Question 3 (Multiple Choice)
A nurse is planning care to prevent hospital-acquired methicillin-resistant
Staphylococcus aureus (MRSA) infection for a client who is immunocompromised.
Which of the following interventions should the nurse include?
A. Initiate contact precautions for this client
B. Bathe the client with chlorhexidine wipes
C. Administer ceftaroline to the client as a prophylactic measure
D. Avoid using alcohol-based hand sanitizers after caring for the client
Correct Answer: B
, The nurse should bathe a client who is immunocompromised with chlorhexidine wipes to
decrease the risk of contracting hospital-acquired MRSA. Contact precautions (Option A)
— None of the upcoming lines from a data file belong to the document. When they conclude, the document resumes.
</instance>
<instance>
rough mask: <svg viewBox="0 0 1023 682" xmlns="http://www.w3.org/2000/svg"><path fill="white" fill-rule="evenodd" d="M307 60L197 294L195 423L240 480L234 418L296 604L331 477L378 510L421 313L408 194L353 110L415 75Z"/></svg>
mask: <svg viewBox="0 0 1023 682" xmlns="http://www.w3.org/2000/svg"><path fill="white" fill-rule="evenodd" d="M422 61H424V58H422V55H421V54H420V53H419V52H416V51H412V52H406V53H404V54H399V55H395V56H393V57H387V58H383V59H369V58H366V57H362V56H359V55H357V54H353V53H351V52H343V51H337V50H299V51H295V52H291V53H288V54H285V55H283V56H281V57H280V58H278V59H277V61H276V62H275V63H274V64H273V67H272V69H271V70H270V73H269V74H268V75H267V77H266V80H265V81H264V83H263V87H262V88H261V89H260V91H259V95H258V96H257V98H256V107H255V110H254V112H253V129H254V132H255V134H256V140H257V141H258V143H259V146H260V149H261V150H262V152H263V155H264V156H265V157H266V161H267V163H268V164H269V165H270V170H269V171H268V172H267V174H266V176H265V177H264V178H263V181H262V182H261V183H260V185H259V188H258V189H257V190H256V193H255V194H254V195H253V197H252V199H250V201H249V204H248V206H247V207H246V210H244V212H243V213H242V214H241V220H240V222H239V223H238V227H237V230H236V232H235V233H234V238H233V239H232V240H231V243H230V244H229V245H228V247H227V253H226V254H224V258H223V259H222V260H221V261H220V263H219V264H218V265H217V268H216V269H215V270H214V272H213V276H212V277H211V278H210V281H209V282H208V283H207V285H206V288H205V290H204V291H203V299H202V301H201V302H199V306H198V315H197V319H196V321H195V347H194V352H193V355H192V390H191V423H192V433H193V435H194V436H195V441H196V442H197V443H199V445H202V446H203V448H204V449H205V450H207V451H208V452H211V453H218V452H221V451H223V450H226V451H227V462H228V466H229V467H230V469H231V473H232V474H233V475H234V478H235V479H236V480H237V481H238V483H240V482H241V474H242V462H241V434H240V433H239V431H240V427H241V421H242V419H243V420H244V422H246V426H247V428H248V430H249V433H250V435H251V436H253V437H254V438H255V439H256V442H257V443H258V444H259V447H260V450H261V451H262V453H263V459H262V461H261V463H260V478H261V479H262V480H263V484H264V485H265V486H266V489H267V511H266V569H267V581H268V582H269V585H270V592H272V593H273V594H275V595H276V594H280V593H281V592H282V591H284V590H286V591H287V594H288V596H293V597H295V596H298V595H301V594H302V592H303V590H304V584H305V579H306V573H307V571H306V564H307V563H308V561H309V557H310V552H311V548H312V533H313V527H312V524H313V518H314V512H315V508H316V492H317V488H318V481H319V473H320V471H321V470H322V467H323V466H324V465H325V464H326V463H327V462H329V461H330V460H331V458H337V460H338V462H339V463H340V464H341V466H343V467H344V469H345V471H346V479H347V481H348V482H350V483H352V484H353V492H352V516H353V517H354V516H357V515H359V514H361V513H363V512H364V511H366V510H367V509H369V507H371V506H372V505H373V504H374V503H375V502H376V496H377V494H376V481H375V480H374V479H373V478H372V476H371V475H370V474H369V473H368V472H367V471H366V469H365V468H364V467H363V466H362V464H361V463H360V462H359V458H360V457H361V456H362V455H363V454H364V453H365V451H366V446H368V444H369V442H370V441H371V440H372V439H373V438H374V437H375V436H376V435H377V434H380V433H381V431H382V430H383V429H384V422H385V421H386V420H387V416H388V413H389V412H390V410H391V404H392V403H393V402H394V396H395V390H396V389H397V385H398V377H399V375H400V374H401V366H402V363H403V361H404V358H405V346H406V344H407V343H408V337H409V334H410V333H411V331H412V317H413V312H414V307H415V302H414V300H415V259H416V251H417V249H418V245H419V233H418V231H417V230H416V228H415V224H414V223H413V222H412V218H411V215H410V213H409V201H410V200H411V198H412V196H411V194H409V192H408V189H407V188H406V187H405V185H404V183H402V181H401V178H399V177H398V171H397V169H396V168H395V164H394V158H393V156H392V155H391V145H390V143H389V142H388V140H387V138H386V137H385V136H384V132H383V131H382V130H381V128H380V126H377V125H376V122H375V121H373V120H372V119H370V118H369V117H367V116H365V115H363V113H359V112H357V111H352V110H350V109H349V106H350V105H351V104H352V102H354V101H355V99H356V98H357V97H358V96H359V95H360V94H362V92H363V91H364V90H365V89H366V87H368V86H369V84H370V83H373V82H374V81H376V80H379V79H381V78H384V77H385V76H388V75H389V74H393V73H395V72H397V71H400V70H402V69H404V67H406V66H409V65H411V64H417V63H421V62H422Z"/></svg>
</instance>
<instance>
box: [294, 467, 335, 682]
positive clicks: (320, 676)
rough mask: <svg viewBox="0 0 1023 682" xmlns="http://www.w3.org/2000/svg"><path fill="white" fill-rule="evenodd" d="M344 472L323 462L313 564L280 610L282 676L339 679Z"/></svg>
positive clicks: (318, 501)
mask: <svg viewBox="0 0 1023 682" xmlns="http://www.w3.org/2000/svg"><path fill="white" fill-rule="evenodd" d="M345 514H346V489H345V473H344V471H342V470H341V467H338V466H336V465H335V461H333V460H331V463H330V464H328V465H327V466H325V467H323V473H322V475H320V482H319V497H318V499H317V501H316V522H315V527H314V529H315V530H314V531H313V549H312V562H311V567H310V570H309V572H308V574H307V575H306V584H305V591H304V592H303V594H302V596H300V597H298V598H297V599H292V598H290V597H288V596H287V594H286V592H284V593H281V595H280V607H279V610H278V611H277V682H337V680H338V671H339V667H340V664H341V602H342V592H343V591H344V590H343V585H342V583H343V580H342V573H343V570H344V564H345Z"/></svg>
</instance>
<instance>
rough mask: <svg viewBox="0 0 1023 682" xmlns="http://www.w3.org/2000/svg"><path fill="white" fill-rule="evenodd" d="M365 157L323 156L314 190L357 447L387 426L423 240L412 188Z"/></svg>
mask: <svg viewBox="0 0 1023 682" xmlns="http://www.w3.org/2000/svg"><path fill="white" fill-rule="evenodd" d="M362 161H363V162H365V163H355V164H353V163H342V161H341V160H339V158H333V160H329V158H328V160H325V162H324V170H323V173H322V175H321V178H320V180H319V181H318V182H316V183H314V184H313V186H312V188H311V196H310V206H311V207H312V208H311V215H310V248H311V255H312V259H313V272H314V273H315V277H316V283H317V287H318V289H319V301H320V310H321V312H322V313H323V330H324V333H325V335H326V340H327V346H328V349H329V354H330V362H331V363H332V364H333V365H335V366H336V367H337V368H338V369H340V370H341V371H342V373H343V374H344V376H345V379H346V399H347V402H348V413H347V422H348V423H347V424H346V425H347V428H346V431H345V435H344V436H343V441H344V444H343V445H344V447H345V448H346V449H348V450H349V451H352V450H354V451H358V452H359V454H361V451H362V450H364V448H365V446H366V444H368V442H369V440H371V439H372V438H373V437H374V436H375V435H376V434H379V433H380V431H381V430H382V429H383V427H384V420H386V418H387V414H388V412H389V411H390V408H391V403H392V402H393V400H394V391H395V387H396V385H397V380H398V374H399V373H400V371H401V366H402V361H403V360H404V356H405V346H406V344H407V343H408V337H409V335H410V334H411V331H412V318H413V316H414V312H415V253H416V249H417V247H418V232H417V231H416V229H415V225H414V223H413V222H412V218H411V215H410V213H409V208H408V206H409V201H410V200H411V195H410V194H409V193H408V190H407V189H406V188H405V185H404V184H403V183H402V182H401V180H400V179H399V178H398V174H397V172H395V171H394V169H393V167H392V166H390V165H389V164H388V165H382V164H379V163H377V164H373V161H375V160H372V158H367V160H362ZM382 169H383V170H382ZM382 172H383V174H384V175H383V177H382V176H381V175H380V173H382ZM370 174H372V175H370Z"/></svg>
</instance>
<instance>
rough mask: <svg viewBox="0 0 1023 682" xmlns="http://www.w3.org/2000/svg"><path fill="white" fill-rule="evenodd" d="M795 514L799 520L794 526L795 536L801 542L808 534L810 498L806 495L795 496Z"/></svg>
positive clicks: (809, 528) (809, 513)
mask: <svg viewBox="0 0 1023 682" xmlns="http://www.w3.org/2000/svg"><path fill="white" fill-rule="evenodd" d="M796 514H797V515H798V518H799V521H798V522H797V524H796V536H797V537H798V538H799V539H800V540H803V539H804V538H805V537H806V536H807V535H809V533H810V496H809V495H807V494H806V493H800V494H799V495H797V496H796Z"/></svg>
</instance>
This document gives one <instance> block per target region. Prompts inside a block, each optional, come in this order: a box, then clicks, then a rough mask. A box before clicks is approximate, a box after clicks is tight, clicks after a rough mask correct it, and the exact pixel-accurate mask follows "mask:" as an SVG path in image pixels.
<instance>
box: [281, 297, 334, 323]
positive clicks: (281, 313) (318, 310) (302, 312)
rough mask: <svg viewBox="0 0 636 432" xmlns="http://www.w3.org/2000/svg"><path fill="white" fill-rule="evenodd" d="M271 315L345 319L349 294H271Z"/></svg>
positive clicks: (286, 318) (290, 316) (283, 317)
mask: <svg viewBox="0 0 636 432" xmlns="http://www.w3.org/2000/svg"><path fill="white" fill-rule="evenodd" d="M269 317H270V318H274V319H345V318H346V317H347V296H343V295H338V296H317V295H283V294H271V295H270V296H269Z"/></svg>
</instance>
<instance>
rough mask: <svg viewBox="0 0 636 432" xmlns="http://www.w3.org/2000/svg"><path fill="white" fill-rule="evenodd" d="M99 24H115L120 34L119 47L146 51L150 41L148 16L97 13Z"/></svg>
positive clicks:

are used for clients who ALREADY have MRSA, not for prevention. Prophylactic antibiotics
(Option C) are not recommended due to resistance concerns. Alcohol-based hand
sanitizers (Option D) are actually EFFECTIVE against MRSA and should be used.
Question 4 (Multiple Choice)
A nurse is assessing a client who has developed type 1 herpes simplex virus. Which of
the following descriptions should the nurse identify as characteristic of this type of
viral infection?
A. Painful genital ulcers
B. Recurring cold sores around the mouth
C. Vesicular rash in a dermatomal pattern
D. Widespread maculopapular rash
Correct Answer: B
Herpes simplex virus type 1 (HSV-1) is a common viral infection that causes recurring cold
sores (fever blisters) around the mouth and lips. HSV-2 (Option A) typically causes genital
herpes. Dermatomal vesicular rash (Option C) describes herpes zoster (shingles).
Widespread maculopapular rash (Option D) is not characteristic of HSV-1.